Forget allowing a full-fledged audit of their books, the state government has refused to provide information about the annual accounts and annual reports of discoms between 2008-09 and 2012-13 sought by the Accountant General (AG), Odisha as part of its thematic audit on ‘Distribution Sector and AT&C loss’. Besides the annual accounts, the office of the AG had also sought information on agenda papers and minutes of meetings of the board of directors of the discoms for the same period and monitoring activities of the Energy department in respect of these companies.
The AG, Odisha had asked the state government for the information after the discoms did not respond to its letter of June 18, 2013 in this regard.
In defence of its decision not to part with the information, it has said that there was no need for an audit by the CAG since their performance audit is carried out by the government at regular intervals, the same logic that the Energy minister used the other day.
While Energy secretary PK Jena declined to comment on the issue, experts in the field are of the view that there are ways to get the books of discoms audited by the CAG even if the government does not order such an inquiry. “The issue can be raised during the public hearing of the Odisha Electricity Regulatory Commission (OERC),” former OERC chairman DK Ray said. “Frankly, I don’t know why the government is not allowing an audit by CAG,” he said.
KC Badu, a former member of OERC, said that state government can allow an audit after getting the permission of Governor where public interest is concerned.

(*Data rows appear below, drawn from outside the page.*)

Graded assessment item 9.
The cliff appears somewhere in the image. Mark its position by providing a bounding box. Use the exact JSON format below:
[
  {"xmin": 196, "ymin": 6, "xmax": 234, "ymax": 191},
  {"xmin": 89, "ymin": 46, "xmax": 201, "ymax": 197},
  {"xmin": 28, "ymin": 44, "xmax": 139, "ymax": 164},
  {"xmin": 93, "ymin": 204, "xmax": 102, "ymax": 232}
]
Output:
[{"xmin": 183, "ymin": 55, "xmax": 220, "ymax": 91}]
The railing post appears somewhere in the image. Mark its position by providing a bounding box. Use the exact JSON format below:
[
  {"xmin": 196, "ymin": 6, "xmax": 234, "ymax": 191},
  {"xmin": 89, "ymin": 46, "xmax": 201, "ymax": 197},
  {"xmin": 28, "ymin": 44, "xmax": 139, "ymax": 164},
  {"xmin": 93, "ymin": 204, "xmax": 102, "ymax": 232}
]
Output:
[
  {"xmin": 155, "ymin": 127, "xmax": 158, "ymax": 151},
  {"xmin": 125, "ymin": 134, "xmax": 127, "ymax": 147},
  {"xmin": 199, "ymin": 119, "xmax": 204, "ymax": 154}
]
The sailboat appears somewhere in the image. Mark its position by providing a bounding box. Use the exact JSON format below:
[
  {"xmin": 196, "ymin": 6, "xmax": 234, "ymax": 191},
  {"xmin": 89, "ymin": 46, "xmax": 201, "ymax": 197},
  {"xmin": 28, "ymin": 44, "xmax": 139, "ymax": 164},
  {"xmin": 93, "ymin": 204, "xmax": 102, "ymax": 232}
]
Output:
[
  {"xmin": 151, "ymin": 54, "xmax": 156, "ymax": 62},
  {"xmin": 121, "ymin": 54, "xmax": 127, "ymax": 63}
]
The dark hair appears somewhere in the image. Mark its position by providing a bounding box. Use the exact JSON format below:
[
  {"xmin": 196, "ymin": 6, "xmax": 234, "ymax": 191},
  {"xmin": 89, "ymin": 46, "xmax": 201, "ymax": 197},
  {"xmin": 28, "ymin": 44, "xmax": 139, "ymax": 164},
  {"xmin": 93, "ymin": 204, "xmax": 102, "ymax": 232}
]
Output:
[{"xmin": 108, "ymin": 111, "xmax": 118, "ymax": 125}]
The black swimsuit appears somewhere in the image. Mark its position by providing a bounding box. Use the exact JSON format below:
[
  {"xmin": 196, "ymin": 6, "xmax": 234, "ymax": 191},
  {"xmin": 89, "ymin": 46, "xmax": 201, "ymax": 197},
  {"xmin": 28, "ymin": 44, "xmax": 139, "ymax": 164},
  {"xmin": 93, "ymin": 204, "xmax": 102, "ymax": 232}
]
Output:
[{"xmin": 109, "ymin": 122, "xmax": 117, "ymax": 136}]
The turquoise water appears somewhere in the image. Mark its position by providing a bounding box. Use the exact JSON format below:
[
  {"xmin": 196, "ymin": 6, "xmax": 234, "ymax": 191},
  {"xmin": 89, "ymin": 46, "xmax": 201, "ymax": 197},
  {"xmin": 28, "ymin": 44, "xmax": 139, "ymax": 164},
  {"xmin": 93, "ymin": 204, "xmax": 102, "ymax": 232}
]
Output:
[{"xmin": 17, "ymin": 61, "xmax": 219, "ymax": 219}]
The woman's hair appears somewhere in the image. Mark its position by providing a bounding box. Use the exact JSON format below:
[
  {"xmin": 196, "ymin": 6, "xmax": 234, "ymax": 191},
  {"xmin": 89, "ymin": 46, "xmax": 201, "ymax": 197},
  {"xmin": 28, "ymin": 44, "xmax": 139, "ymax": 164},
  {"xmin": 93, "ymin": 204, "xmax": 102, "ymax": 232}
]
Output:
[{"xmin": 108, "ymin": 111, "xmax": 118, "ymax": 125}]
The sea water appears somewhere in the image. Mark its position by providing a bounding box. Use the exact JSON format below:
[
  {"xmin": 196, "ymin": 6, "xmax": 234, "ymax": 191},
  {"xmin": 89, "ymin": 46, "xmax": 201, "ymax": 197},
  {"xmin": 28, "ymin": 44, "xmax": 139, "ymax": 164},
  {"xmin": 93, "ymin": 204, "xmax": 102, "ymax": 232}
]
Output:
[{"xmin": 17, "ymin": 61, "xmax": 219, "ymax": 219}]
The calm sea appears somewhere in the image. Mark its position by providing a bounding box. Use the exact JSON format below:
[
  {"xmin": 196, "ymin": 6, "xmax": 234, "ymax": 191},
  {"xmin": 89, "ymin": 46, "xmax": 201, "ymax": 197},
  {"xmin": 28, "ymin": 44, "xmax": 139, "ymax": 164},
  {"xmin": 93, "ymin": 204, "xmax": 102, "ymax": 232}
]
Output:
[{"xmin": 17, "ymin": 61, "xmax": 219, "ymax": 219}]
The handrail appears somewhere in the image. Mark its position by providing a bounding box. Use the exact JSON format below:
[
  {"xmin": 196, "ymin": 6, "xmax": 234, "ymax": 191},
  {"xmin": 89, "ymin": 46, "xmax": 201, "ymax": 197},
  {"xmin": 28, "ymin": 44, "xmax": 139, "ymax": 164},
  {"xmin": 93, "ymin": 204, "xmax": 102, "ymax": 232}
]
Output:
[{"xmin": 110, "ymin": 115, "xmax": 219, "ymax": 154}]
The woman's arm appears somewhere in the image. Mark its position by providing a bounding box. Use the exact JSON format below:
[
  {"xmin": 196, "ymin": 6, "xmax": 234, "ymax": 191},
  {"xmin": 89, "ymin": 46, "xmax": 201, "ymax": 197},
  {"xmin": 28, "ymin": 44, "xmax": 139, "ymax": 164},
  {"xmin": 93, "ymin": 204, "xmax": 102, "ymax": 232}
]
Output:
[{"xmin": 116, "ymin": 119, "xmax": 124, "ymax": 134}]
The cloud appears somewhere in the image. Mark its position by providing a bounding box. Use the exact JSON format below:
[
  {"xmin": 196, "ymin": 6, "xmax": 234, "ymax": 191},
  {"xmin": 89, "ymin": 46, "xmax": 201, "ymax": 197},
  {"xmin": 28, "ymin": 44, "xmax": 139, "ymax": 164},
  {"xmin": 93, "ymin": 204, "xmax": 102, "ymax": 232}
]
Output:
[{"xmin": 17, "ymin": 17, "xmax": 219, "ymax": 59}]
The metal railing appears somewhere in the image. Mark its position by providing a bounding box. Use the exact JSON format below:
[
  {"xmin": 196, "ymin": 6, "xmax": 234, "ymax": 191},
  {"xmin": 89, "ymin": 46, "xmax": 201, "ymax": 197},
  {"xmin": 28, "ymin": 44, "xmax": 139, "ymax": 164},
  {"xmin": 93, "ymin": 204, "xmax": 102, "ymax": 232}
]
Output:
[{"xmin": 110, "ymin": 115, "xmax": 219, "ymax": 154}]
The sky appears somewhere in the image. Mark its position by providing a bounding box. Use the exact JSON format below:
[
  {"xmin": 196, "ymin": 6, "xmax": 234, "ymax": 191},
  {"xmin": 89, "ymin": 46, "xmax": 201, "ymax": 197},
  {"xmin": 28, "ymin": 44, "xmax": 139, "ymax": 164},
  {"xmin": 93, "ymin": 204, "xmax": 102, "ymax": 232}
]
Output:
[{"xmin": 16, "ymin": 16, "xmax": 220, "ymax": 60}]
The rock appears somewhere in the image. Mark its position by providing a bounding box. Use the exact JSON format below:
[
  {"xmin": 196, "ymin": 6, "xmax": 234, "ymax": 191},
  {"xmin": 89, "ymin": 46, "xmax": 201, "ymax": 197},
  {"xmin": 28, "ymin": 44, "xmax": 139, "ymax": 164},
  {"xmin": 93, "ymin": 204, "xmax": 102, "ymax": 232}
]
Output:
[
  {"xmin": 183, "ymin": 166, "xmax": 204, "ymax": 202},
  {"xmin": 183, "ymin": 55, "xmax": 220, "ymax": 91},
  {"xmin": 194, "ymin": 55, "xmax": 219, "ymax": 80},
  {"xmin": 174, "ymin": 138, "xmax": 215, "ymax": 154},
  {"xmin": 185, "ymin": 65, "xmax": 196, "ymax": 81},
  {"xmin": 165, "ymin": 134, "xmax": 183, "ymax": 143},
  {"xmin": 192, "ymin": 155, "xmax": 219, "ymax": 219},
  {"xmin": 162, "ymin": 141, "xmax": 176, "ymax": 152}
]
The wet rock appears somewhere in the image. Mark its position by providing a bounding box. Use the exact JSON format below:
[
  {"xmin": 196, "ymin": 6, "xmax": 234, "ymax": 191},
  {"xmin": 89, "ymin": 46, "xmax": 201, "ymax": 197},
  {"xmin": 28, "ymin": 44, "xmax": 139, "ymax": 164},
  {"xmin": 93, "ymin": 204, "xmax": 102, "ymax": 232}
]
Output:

However, the discoms have to be given an opportunity before an audit to be carried out by CAG.
As part of the reforms process, of which cutting down AT & C losses was a major objective, 51% of the shares of the now disbanded Odisha State Electricity Board (OSEB) were transferred to four distribution companies – Central Electricity Supply Utility of Odisha Ltd (Cesu), North Eastern Electricity Supply Company of Odisha Ltd (Nesco), Western Electricity Supply Company of Odisha Ltd (Wesco) and Southern Electricity Supply Company of Odisha Ltd (Southco). But clearly, the reforms have not had the desired result as evidenced by the still high losses on the count.
While Cesu is currently an OERC (Odisha Electricity Regulatory Commission) managed entity, Nesco, Wesco and Southco are controlled by Reliance Energy Ltd.